It’s always early July when it comes. I suppose by then your stuff has grown enough to count for something. May’s grass is now high enough to cut for hay and corn is coming in about knee high and rhubarb, that beastly sour shit, is sprouting big wide poisonous green leaves. I never saw the point in eating something that’s leaves could kill you and was so bitter to the mouth you had to dilute it with sugar and strawberries so’s you’d not gag trying to swallow it.

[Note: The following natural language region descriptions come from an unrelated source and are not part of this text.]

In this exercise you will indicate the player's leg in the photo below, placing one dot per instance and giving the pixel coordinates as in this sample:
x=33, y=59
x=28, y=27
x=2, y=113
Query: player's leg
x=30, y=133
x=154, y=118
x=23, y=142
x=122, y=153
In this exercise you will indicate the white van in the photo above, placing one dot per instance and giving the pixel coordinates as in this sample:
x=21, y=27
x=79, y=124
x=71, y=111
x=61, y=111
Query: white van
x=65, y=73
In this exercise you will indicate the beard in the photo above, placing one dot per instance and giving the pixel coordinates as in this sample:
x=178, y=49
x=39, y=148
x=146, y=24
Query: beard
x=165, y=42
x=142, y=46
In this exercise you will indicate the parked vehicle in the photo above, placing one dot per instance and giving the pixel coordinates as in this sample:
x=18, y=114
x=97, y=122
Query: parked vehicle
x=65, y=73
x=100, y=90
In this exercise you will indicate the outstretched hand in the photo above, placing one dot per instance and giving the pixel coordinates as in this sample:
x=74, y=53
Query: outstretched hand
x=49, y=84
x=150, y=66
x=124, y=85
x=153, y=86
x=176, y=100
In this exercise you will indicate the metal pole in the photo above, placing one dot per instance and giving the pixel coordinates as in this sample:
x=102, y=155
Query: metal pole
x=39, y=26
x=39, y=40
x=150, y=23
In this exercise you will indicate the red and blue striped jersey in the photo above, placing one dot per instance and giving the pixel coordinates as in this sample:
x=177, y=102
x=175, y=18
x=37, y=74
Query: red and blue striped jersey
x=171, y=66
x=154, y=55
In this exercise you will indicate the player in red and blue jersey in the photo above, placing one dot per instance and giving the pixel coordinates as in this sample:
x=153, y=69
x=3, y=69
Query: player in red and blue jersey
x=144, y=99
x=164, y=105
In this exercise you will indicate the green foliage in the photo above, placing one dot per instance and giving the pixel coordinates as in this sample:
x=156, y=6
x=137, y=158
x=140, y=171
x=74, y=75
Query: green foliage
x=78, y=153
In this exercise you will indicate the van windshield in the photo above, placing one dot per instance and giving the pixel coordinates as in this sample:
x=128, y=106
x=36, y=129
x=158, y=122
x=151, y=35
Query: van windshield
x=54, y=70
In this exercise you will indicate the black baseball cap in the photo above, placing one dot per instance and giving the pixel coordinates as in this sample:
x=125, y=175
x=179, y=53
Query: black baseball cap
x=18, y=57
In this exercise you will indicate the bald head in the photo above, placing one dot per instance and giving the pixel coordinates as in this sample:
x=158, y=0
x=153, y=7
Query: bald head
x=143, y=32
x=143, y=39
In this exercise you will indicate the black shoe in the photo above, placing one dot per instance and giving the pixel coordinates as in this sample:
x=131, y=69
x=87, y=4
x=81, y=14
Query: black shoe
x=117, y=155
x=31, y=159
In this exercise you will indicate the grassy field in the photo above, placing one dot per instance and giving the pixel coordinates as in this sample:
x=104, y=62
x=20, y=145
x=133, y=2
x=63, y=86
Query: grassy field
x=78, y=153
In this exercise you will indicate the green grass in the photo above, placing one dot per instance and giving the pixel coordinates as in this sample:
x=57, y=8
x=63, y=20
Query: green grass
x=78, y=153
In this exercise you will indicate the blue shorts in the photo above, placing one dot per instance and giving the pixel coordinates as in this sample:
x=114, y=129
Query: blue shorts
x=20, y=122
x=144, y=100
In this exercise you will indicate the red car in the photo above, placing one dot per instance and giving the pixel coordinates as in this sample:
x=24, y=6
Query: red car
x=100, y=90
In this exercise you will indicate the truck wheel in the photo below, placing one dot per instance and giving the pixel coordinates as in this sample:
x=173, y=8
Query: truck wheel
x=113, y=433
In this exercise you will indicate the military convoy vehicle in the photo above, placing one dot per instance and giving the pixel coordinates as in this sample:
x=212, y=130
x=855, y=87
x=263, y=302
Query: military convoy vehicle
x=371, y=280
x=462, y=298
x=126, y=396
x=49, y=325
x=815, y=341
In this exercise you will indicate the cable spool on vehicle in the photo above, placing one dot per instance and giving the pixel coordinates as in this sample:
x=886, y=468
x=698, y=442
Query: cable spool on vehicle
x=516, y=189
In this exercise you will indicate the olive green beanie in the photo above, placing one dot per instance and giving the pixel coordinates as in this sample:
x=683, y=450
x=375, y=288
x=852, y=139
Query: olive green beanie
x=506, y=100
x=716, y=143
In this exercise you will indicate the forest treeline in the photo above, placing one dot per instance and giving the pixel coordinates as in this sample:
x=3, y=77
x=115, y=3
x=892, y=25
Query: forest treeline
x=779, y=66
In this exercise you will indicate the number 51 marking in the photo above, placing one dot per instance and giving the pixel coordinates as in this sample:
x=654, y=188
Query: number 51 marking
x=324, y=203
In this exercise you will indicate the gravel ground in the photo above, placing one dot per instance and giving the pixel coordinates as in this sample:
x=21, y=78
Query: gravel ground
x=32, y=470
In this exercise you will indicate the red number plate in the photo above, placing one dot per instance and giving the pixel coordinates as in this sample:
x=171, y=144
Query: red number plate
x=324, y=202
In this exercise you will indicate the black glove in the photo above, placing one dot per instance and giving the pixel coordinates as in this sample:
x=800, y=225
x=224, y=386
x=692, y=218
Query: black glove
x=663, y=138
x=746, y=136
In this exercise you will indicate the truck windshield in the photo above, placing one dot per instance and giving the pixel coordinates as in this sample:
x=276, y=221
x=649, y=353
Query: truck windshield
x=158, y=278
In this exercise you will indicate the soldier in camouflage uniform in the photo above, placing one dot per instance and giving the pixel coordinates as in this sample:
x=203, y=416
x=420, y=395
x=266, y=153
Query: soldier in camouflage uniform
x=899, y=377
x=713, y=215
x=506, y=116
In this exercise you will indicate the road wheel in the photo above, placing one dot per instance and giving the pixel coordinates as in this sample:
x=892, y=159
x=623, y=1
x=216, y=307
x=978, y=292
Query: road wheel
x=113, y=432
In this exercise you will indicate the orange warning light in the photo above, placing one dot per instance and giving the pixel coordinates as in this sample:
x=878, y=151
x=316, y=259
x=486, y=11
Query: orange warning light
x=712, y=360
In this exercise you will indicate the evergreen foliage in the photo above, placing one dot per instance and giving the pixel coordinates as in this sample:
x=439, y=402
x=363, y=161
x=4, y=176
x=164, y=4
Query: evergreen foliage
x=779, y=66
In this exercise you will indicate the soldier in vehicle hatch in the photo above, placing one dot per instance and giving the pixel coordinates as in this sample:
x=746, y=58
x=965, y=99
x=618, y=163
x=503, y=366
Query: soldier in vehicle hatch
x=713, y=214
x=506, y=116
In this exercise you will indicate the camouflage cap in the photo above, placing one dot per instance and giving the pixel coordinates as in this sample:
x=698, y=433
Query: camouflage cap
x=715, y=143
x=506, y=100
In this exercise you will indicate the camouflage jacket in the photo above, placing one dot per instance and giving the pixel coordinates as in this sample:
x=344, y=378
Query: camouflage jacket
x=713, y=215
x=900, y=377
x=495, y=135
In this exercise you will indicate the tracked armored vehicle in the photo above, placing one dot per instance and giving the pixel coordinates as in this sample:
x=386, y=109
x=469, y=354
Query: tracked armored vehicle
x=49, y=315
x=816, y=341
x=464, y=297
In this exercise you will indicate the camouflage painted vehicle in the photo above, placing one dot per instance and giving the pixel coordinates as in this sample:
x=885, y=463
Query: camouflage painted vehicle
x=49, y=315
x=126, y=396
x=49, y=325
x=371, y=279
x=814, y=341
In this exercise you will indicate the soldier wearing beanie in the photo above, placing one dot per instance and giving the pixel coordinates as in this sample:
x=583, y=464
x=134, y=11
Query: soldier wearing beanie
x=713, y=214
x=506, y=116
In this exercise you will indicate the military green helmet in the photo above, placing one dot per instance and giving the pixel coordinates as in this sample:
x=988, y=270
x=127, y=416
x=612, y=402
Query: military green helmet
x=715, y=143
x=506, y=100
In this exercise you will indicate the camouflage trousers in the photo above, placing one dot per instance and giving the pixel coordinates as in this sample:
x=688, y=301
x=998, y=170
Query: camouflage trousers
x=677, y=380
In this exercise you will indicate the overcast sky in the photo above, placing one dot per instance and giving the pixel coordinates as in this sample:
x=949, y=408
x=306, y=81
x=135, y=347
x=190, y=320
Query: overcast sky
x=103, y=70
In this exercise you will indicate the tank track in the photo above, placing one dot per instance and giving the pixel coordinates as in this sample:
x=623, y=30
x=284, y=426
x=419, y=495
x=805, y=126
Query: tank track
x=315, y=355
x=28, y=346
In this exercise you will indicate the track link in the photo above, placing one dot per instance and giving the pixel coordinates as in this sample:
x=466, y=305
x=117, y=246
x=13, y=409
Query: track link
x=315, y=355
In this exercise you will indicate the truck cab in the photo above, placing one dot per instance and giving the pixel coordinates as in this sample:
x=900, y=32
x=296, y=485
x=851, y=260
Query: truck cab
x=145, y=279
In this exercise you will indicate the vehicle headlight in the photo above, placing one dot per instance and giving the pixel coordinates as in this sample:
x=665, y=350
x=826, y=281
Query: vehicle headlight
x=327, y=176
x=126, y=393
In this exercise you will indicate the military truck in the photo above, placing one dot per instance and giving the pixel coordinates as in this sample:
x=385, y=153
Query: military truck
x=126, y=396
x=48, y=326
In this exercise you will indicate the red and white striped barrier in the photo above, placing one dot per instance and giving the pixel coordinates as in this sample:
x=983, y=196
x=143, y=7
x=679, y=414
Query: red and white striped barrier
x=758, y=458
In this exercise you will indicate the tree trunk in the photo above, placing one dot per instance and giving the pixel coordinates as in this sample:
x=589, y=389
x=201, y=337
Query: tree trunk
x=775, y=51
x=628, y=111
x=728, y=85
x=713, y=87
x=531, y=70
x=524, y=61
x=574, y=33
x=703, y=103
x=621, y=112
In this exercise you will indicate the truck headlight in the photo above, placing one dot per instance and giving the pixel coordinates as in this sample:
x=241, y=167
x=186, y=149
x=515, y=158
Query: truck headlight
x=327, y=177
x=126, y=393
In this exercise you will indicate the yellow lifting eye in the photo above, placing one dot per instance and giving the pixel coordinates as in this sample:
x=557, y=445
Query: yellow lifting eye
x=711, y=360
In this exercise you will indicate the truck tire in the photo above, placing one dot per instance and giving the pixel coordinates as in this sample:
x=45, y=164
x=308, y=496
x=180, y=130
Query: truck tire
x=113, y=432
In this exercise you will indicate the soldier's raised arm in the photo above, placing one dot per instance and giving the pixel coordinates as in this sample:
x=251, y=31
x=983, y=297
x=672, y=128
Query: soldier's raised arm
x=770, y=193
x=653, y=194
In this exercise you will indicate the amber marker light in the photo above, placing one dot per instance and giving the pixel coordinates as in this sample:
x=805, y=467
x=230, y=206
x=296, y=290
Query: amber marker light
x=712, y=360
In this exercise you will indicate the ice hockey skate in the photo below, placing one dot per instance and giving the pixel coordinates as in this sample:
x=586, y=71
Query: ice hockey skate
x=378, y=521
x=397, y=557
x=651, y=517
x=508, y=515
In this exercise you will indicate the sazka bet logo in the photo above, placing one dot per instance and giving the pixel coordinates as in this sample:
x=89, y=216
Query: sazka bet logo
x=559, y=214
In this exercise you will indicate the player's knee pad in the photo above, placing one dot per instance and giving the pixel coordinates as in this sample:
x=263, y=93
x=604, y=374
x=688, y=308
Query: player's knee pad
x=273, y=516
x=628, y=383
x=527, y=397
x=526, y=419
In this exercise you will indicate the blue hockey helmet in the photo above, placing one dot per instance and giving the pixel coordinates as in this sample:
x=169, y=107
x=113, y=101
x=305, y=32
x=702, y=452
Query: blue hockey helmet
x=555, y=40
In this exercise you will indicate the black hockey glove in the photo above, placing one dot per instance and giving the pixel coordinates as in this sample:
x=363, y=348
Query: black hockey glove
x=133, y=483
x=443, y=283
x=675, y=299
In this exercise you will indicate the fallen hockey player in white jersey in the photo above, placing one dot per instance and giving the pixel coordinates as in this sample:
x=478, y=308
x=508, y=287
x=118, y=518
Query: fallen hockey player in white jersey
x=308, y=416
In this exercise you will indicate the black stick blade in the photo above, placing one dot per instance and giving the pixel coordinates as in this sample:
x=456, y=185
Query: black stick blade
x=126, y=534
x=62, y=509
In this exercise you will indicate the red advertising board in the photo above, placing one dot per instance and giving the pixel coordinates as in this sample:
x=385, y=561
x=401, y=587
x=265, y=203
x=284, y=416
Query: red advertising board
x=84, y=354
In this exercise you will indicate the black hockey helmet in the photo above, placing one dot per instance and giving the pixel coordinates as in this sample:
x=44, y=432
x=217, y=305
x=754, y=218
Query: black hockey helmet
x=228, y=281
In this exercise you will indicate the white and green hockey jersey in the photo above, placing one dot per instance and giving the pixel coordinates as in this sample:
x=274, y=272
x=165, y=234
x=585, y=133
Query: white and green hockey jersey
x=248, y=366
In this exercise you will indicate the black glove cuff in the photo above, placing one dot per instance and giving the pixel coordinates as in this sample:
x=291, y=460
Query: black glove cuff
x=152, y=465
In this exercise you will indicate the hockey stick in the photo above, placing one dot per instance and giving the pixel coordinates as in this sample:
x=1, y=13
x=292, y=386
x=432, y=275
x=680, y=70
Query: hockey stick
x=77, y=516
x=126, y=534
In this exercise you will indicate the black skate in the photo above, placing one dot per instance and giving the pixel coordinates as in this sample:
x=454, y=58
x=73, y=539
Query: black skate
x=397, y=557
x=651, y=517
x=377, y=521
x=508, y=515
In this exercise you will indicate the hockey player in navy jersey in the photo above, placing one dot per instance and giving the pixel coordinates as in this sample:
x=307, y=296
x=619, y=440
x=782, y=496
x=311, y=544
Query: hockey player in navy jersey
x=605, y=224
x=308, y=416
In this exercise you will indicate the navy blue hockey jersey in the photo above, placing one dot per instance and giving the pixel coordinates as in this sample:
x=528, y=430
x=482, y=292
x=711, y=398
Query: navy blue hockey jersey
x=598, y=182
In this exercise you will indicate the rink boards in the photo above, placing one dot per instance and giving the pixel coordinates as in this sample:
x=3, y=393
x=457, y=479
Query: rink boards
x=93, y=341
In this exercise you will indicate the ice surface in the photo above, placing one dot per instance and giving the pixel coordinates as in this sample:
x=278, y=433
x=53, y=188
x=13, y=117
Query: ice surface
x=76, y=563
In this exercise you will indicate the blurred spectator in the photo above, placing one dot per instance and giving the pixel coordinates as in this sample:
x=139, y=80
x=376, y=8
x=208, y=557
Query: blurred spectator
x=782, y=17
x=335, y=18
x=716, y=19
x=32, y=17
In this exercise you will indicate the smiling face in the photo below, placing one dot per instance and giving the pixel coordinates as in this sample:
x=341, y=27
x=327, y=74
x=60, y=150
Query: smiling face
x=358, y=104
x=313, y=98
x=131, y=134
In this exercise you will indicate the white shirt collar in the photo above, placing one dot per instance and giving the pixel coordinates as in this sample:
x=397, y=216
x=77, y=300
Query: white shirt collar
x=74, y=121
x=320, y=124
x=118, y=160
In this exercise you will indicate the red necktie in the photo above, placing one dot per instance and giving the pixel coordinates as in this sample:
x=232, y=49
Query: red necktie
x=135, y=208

July comes and nothing is ugly like February anymore. Those dark days, home, and going to school and the days off the farm are just a bad dream to be forgotten until that cold September starts to whip in from the north again. But by then the squash will be ready and pumpkins orange and round and resting on their dying vines and it will be a time to go hide away and eat the last of your fat red tomatoes barely hanging by the stem. We’ll pick them and eat them in the shed with the secret saltshaker and we will taste the last fruits of your July before the orange and blue pretty days of October betray the ugliness that’s waiting next and summer is gone again.
It’s always early July when my mouth is dry for the cold water from your spring fed well, with the thick mossy flavor and the slight rusty taste of the pail. And the rope on the pail is wet, not frozen. Drunk on the water from deep inside the earth, I fall asleep to the sound of a whippoorwill and wake to the scream of cicadas. The best days are the days that start with sweat, when the air is eighty-five before the sun is high.
It’s always early July when I can smell your barn for a mile up the road. The grassy-sweet smell of cow shit and Queen Anne’s lace line the fields.
It was early one July when I first saw the rubble and settled dust and splintered wood of your barn as it had fallen onto itself without the grace or dignity befitting such a place. A place where every child labor law written in the past hundred years was happily ignored with joyous noise and laughter and sweat and cuts that stung but didn’t hurt. And payment was large glasses of iced coffee with milk and sugar under your bean tree and a breeze off the Shawangunk ridge.
Some days in early July I close my eyes and dream of you and the words don’t come, they boil and stew and they cut at my gut, but they don’t come. I want to lie in your hot green weeds and clean your shitty barn one more time, so bad that some moments the tears come, but I don’t let them flow.
I can’t bring myself to drive down your road ever again. I’m pretty sure if I see what the bulldozers have done to you it will kill me and to be truthful, the only place I ever found worthy of dying was in one of your meadows in the full noonday sun.